Blind
Sonar berguna untuk mendeteksi keberadaan suatu benda atau halangan pada saat
berjalan. Prinsip kerjanya dibuat mengadopsi kelelawar yang mampu mendeteksi
keberadaan suatu benda dalam dalam gelap. Alat ini bekerja dengan cara
mengeluarkan suara ultrasonik yang pantulannya akan kembali ditangkap oleh
sensor.
Sensor tersebut nantinya akan bergetar jika berada dekat dengan barang
atau orang dalam jarak sekitar satu meter. Kemampuan tersebut akan bermanfaat
besar bagi penderita tunanetra. Maklum, empat orang mahasiswa Jurusan Teknik
Elektro Universitas Gajah Mada (UGM) yang bernama Apri Setiawan, Indra Darmawan
Budi, Sugiarto, dan Anam Bahrul Ulum yang menciptakan Blind Sonar memang
mengikuti Program Kreatifitas Mahasiswa untuk bidang pengabdian masyarakat.

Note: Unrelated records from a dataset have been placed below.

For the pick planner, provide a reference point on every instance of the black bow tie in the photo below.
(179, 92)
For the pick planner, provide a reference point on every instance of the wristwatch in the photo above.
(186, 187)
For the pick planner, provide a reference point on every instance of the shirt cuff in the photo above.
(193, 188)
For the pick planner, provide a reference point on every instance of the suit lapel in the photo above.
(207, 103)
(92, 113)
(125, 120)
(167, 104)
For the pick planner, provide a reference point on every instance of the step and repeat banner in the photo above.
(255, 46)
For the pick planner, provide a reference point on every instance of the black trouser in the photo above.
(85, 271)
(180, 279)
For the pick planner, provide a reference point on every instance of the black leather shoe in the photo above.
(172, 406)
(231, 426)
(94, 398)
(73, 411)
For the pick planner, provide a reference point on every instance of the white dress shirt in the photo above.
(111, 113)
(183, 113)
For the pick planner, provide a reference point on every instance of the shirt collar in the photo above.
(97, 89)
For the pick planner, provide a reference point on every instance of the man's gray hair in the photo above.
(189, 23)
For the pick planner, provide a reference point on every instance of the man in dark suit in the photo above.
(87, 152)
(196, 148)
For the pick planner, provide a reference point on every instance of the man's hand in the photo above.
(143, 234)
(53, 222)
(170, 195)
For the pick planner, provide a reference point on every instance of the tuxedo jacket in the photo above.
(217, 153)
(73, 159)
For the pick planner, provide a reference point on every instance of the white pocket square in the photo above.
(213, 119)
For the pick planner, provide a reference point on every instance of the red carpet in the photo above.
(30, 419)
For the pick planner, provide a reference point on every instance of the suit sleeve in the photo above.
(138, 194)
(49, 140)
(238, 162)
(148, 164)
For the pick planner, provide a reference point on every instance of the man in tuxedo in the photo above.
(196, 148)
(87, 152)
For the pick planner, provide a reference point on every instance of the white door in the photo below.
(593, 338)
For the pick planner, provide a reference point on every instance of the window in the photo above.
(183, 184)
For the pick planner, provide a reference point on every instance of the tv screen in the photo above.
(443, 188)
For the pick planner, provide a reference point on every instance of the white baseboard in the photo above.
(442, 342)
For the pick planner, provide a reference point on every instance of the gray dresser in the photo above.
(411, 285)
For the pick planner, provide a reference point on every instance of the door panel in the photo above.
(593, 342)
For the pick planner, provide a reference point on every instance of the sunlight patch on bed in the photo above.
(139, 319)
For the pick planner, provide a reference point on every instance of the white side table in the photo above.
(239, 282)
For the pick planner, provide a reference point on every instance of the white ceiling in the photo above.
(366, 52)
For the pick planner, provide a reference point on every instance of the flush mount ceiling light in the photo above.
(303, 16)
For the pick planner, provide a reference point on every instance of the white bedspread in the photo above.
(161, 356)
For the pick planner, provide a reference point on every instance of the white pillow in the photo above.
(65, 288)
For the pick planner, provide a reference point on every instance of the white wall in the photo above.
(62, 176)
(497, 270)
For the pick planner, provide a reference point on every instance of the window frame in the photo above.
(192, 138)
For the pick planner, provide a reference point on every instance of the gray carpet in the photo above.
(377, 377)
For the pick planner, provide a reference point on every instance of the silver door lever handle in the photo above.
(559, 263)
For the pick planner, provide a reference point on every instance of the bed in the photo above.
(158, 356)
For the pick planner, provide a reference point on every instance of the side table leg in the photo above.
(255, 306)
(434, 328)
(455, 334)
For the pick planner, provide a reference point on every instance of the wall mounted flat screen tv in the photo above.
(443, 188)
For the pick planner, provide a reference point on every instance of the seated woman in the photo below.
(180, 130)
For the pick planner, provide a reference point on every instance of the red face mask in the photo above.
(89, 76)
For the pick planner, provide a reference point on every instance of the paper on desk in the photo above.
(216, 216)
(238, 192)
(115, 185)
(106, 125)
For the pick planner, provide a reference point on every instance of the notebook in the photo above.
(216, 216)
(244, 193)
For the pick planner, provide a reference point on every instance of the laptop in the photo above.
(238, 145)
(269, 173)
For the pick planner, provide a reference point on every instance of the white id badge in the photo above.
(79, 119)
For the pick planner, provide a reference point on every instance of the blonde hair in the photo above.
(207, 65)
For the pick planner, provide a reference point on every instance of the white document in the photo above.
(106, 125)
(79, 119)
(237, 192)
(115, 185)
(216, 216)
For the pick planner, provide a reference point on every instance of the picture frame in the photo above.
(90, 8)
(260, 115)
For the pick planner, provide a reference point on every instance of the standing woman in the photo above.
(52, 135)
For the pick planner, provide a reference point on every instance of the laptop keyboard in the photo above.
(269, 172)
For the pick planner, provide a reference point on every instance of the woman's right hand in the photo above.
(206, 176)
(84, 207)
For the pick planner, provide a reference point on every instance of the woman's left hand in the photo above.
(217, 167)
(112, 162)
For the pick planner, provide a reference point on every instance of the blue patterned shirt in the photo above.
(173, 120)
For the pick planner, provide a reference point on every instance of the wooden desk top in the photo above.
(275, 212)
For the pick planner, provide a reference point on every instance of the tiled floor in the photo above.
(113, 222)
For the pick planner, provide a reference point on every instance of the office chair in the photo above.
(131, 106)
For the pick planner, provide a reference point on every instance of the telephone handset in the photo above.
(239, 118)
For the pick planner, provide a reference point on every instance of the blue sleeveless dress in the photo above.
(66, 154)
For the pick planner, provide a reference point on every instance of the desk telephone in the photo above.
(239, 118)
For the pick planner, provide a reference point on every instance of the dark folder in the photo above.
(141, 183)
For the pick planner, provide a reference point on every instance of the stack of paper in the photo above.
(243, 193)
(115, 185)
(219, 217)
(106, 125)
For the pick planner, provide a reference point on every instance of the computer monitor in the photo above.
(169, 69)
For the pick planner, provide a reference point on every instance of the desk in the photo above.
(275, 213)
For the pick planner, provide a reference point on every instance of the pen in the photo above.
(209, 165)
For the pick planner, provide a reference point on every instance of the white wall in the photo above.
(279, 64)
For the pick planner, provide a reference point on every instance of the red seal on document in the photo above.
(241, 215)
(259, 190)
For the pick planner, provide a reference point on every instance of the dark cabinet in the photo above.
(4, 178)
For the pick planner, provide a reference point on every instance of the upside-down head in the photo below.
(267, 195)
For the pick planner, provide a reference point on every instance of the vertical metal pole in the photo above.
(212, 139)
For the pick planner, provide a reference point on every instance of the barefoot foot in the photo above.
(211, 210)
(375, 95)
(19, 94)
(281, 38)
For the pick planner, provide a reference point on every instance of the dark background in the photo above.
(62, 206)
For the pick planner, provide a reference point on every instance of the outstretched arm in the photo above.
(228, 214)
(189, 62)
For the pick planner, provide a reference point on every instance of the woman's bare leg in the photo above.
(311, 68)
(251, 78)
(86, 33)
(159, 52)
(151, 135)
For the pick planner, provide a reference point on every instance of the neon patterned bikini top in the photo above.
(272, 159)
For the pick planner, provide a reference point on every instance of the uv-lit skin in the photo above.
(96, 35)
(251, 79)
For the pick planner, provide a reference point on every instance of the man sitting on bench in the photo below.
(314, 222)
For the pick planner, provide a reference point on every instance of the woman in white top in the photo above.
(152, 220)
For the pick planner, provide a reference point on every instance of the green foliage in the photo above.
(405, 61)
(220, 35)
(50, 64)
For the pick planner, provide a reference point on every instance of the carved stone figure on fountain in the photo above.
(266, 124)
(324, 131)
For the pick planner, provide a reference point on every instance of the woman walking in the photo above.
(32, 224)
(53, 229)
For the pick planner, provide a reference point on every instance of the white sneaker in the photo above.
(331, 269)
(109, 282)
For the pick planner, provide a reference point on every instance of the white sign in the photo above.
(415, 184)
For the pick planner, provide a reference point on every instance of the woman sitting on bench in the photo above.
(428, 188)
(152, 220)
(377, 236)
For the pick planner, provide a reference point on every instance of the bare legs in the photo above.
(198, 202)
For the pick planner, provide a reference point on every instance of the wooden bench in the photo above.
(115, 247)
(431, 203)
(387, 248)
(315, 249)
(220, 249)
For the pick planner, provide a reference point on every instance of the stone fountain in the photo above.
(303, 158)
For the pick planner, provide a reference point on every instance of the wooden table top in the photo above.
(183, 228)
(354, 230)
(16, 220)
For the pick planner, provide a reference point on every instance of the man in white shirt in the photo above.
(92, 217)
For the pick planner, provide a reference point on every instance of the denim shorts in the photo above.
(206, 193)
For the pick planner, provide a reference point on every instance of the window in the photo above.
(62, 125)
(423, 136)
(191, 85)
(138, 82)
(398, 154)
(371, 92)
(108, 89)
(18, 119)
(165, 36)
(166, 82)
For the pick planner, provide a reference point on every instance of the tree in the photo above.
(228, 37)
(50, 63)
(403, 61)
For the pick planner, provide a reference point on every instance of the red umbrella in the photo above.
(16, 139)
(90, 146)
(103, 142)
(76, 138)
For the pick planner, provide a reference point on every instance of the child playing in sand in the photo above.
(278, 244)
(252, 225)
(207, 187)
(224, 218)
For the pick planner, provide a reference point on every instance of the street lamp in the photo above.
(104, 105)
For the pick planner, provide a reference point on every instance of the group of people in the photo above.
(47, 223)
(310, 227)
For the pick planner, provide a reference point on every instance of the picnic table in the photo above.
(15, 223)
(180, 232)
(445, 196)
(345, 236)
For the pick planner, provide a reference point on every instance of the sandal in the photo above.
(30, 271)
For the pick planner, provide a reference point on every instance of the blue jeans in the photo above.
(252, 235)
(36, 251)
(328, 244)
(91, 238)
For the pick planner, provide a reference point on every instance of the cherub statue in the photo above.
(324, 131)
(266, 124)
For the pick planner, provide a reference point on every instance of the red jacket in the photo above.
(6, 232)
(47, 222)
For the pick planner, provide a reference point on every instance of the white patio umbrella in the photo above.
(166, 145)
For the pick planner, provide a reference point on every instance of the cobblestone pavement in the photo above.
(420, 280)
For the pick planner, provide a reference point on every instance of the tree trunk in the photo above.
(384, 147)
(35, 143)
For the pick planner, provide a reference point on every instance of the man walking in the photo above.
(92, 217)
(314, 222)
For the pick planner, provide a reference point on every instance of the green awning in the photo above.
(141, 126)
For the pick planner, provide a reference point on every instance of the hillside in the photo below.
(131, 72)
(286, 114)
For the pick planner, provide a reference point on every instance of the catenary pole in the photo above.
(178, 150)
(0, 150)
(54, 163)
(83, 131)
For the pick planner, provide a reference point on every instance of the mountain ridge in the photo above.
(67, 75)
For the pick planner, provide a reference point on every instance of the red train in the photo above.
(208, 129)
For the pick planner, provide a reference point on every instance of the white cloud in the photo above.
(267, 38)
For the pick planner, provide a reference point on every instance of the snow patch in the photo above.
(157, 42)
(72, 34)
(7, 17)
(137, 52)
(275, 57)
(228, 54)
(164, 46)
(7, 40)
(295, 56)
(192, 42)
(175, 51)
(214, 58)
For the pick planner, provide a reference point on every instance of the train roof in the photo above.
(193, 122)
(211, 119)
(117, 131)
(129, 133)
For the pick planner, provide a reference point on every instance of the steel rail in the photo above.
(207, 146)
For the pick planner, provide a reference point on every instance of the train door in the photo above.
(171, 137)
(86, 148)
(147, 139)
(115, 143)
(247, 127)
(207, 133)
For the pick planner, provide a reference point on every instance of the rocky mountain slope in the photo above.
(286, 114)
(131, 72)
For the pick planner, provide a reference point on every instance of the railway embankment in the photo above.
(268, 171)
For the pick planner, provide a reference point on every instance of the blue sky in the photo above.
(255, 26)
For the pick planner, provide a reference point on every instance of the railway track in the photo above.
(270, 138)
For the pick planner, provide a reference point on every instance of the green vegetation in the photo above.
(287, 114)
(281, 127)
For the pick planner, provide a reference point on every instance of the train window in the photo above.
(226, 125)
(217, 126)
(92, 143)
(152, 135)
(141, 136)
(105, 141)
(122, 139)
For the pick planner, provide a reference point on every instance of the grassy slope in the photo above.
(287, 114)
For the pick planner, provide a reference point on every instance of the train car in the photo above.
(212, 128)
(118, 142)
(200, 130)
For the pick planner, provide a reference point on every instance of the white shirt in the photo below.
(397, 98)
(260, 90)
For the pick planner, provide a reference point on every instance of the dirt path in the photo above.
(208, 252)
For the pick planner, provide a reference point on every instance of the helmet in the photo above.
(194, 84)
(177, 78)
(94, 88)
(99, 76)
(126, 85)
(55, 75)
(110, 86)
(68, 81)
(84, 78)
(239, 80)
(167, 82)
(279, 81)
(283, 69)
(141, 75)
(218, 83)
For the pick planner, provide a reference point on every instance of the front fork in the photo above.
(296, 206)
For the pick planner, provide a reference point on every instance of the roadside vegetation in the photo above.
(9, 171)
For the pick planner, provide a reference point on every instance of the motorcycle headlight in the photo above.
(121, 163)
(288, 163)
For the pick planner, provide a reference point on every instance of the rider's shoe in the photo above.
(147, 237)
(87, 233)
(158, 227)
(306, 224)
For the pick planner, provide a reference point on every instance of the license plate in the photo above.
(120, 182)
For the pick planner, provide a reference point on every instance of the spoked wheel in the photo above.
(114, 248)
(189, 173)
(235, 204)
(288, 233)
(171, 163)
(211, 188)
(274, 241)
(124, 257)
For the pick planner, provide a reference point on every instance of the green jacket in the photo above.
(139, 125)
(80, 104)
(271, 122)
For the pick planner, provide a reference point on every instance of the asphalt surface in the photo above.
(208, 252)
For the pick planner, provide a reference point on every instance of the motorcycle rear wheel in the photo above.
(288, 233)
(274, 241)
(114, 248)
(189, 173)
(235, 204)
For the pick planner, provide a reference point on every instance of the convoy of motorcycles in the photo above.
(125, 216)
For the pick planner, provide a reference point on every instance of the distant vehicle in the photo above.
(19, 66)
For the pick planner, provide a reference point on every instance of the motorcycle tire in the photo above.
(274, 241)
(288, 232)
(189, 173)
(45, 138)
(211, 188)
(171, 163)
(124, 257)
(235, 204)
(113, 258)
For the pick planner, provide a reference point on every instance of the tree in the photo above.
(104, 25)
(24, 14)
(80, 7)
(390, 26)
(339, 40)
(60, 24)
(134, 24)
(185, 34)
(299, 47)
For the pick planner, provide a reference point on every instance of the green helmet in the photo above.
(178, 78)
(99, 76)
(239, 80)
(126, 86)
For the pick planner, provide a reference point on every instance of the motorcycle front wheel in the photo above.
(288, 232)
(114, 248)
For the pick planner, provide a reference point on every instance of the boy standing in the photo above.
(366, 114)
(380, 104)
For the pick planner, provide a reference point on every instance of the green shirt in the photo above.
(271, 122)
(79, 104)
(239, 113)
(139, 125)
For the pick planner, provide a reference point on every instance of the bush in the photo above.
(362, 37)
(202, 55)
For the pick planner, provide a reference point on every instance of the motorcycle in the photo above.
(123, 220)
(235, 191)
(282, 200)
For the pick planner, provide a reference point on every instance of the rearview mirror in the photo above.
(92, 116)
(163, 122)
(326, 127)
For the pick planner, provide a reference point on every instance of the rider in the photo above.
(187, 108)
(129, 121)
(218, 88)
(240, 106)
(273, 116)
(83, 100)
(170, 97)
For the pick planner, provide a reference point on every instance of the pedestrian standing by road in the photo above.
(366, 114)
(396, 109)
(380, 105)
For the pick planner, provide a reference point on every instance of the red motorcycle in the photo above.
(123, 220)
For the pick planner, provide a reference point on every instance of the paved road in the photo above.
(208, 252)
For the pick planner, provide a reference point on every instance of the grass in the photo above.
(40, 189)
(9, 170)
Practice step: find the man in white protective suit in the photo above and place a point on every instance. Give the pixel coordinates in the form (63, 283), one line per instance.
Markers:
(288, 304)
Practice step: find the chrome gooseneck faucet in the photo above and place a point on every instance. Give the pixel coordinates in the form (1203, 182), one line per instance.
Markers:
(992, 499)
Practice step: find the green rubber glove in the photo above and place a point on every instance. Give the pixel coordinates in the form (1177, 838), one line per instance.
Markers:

Alat ini memiliki 5 komponen dasar yaitu sensor utama, mikro prosesor, motor
getar, baterai, dan alat charger baterai. Biaya produksi untuk membuat satu
buah Blind Sonar hampir mencapai Rp 2 juta. Namun, mereka berjanji akan menekan
biaya produksi jika Blind Sonar akan diproduksi massal.
Sementara itu, karena
saat ini bentuknya masih agak besar dan terlihat seperti senter, mereka juga
berencana untuk menyempurnakan model dan bentuknya. “Ke depan, pengembangannya
bisa lebih sederhana dan praktis. Seperti handphone misalnya,” ujar Apri,
seperti dikutip dari situs resmi UGM, Minggu (8/7). Blind Sonar telah diuji
coba. Hasilnya, para penderita tunanetra di Yayasan Mardi Wuto RS Mata dr.Yap
merasa sangat terbantu. Mereka juga memberikan apresiasi terhadap karya anak
bangsa tersebut. Karya yang sederhana, namun sangat berguna.